Words and Pictures
There are some illustrations that are so integral to my memory of books I read as a kid that to say the name of a book calls them immediately to mind. Say “A Little Princess” and I think of Sara Crewe, pale little face framed by a cloud of dark hair, sitting disconsolate in her wretched attic, or a little more optimistically, of Sara, cracked bowl in hand, looking dreamily out over the London rooftops. Both illustrations are from an edition of A Little Princess I did not own–we had it in my classroom in 4th grade. I had the more prosaic Tasha Tudor edition at home (if the Tudor illustrations define your Sara Crewe, pardon my partiality) but for some reason these are the illustrations that hooked into my heart. They are by Ethel Franklin Bett, and one of the things I love is that they capture Sara’s oddness–from the beginning of the book Frances Hodgson Burnett describes Sara as odd, “queer”, a serious little girl unlike the pink-and-white Victorian girls who populate her boarding school.
I didn’t own the edition of Eight Cousins that captured my imagination, either–the one with pictures by Clara Burd, a “Golden Age” illustrator who was known for her round-faced cherubic children. I read Eight Cousins at school, then that edition was lost to me, and on subsequent readings I had to make do with the Little, Brown edition with illustrations by Hattie Longstreet Price, and I came to be fond of those illustrations too. Just so you don’t think I am too inflexible.
And Jessie Wilcox Smith’s illustrations for Little Women define those characters for me:
I love the focus of the girls on their father’s letter, and how…motherly Marmee looks (I have issues with Marmee, but I love this painting nonetheless).
Not all the pictures I love from books I read and re-read as a kid are full color, or painted by Edwardian ladies with three names. When I was small, one of the books I adored was Lion, by William Pené duBois. In it, one of the Great Designer’s sub-designer angels comes up with a great name for a new animal: Lion. He has some problems in the design phase, however, and goes from angel to angel getting feedback. It’s only when he edits his idea that Lion becomes more recognizable as the animal we know today.
Here’s our angel in an early design phase, getting feedback from another designer who can barely contain his amusement.
And I love eccentric black and white sketches, and you really don’t get more eccentric than Jules Feiffer’s art for The Phantom Tollbooth. It’s a book that relies heavily on words and wordplay, yet I give Feiffer fully half the credit for the world and the characters that I love in that book. I mean really, isn’t this a Humbug?

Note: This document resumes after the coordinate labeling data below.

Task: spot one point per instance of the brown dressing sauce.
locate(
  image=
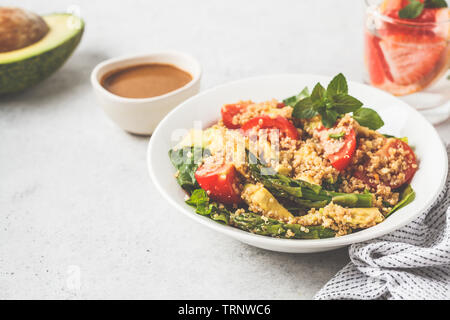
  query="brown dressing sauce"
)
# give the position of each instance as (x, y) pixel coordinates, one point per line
(145, 80)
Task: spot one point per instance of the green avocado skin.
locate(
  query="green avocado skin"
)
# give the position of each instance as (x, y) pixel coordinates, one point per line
(20, 75)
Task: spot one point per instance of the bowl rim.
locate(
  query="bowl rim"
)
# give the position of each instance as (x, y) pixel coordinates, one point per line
(95, 82)
(293, 244)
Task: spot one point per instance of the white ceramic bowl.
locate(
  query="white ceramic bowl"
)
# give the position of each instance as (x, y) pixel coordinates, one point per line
(141, 116)
(400, 120)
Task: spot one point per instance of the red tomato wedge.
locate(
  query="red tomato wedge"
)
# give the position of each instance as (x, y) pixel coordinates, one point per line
(220, 182)
(229, 111)
(341, 159)
(408, 172)
(287, 129)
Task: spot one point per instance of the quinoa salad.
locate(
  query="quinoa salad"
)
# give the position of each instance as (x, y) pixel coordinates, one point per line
(310, 166)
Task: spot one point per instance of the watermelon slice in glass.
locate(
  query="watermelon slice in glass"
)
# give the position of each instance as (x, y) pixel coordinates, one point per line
(404, 56)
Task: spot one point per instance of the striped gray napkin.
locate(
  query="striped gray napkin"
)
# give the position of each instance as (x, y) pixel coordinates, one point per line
(410, 263)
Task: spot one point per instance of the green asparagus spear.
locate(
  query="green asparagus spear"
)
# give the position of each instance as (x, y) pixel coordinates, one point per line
(302, 192)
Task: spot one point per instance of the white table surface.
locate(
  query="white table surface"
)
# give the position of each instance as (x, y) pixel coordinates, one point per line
(79, 217)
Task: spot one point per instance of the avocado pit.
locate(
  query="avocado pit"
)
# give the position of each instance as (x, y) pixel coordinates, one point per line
(20, 28)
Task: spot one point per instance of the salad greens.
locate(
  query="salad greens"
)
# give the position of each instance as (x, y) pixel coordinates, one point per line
(254, 223)
(186, 161)
(332, 103)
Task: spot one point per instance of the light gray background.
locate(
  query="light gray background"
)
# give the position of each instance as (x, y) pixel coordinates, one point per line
(79, 217)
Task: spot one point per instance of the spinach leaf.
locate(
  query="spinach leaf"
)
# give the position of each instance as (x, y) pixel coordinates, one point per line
(406, 197)
(186, 160)
(254, 223)
(368, 118)
(338, 86)
(435, 4)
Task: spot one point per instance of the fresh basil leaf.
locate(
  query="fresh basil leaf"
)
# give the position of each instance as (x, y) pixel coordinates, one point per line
(406, 197)
(291, 101)
(337, 86)
(304, 109)
(435, 4)
(186, 161)
(319, 93)
(412, 10)
(368, 118)
(344, 103)
(336, 135)
(329, 117)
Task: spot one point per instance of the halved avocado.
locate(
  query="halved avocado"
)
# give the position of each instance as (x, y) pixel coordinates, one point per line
(22, 68)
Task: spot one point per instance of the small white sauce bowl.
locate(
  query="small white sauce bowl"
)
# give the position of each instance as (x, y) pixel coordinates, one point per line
(142, 115)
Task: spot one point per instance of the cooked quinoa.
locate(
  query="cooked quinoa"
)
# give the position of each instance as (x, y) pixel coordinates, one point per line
(377, 169)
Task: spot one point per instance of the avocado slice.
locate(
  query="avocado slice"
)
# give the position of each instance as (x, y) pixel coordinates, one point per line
(22, 68)
(260, 197)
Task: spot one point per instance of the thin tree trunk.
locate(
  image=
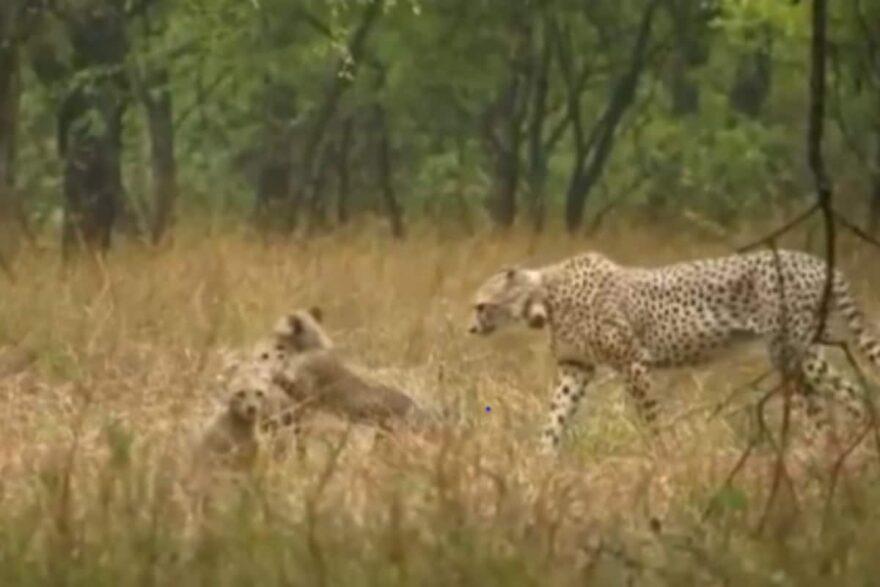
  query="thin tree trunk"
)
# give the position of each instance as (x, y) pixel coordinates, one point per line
(160, 122)
(344, 185)
(11, 216)
(537, 166)
(275, 163)
(342, 78)
(752, 81)
(392, 206)
(9, 89)
(874, 212)
(90, 130)
(586, 175)
(690, 22)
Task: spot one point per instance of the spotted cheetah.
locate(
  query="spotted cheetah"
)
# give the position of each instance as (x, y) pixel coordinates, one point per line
(320, 380)
(636, 319)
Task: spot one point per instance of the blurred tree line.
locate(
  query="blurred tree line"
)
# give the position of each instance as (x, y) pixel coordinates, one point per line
(304, 114)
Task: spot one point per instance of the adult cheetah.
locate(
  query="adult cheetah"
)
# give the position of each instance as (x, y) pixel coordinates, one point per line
(636, 319)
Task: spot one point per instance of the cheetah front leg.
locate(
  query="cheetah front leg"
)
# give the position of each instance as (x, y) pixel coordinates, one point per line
(572, 381)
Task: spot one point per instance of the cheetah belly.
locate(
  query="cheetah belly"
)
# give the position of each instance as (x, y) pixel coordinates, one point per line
(691, 335)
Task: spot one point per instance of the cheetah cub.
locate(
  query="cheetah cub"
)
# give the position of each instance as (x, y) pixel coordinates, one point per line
(321, 381)
(253, 406)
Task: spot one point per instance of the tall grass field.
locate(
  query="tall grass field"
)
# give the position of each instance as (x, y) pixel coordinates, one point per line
(98, 482)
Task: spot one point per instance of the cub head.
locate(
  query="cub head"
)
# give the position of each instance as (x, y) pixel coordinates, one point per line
(245, 403)
(302, 331)
(511, 294)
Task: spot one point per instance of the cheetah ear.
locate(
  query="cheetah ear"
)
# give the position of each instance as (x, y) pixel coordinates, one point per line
(295, 324)
(509, 271)
(536, 315)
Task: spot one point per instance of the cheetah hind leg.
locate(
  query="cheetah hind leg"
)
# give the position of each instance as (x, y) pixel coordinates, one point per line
(640, 389)
(572, 381)
(820, 378)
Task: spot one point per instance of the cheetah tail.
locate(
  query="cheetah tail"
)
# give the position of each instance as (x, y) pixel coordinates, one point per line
(846, 305)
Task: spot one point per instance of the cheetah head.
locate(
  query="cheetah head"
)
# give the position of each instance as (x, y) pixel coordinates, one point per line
(301, 331)
(511, 294)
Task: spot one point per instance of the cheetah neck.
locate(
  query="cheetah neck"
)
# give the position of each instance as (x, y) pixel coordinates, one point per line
(238, 426)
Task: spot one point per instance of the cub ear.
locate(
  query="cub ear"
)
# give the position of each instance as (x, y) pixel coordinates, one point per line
(295, 324)
(536, 315)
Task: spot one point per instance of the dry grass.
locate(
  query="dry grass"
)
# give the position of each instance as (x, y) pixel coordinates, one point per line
(95, 436)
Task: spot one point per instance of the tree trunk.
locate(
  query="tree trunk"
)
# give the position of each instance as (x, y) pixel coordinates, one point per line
(344, 185)
(342, 77)
(9, 89)
(586, 174)
(11, 217)
(689, 22)
(752, 81)
(874, 212)
(392, 206)
(275, 163)
(90, 129)
(537, 158)
(160, 122)
(503, 138)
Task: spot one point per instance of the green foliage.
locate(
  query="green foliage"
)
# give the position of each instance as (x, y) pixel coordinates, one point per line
(438, 68)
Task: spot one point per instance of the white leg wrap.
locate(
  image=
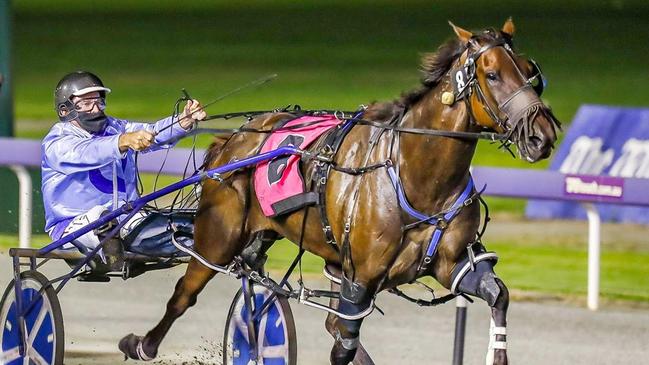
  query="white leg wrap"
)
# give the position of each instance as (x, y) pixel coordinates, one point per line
(141, 354)
(493, 344)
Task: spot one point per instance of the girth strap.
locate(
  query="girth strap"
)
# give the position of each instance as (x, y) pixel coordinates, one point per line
(438, 220)
(332, 143)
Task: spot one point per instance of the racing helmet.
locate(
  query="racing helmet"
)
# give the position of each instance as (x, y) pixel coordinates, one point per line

And I have to confess that the Terrible Trivium gave me nightmares–that combination of urbanity and blankness just got to me.
Milo and Tock and Rhyme and Reason and the Mathemagician and Short Shrift, each captured gorgeously in living black and white.
Finally, I don’t want anyone to think that I don’t love Tasha Tudor. Her Mary Lennox is my Mary Lennox–accept no substitutes!–and her Colin and Ben and Dickon and Martha look, in my head, exactly as Tudor shows them.
I am a creature of words. I can doodle, but I can’t draw, and I tend to want words to draw and define my characters. But when a picture creeps in and gets identified with a work, I can’t fight it.
How about you? What illustrations are the books or characters you love?
For myself, it was John Rea Neill’s illustrations for the follow-ons to the Wizard of Oz that I remember best. I loved Jack Pumpkin Head but the Raggedy Man made me wary of him. My Mother and her sister got a new one for Christmas for years. They have been handed down complete with my Aunt’s crayon colorings of the drab black & white illustrations. I didn’t much like the William Denslow illustration for the first book, too cute. I thought that the Alice in Wonderland illustrations were a bit depressing. I liked the Mad Hatter and the Cheshire Cat the best. I have always liked clean lines and inked drawings so Charles Gibson’s iconic illustrations of the confident, aloof turn of the century women were intriguing.
I can’t speak to particular books at this point but I finally found out that Charles Rackham did many of my favorite illustrations. In a similar vein, N. C. Wyeth, Fredric Remington, Jeff Jones, Frank Frazetta’s Conan’s pyramid of the too slow, Willy Ley’s space campaigning, Gregory Manchess’s John Carter illos, John Berkey’s spaceships, Freff’s Amber interiors, and a host of others illustrated the covers and interiors of the books I devoured.
Of Thomas Nast, his Santa Claus portraits, the Boss Tweed caricatures (especially “Twas Him”) made me smile even though I didn’t always understand what was going on in them.
Then there was Beardsley.
I love Wyeth and Remington–that whole tipped-in color plate era of children’s books illustrations are wonderful. And (it now occurs to me) Hilary Knight’s Mrs. Piggle Wiggle and Eloise illustrations, and N.M. Bodecker who did the illustrations for the Edward Eager books, should all have been in my original essay.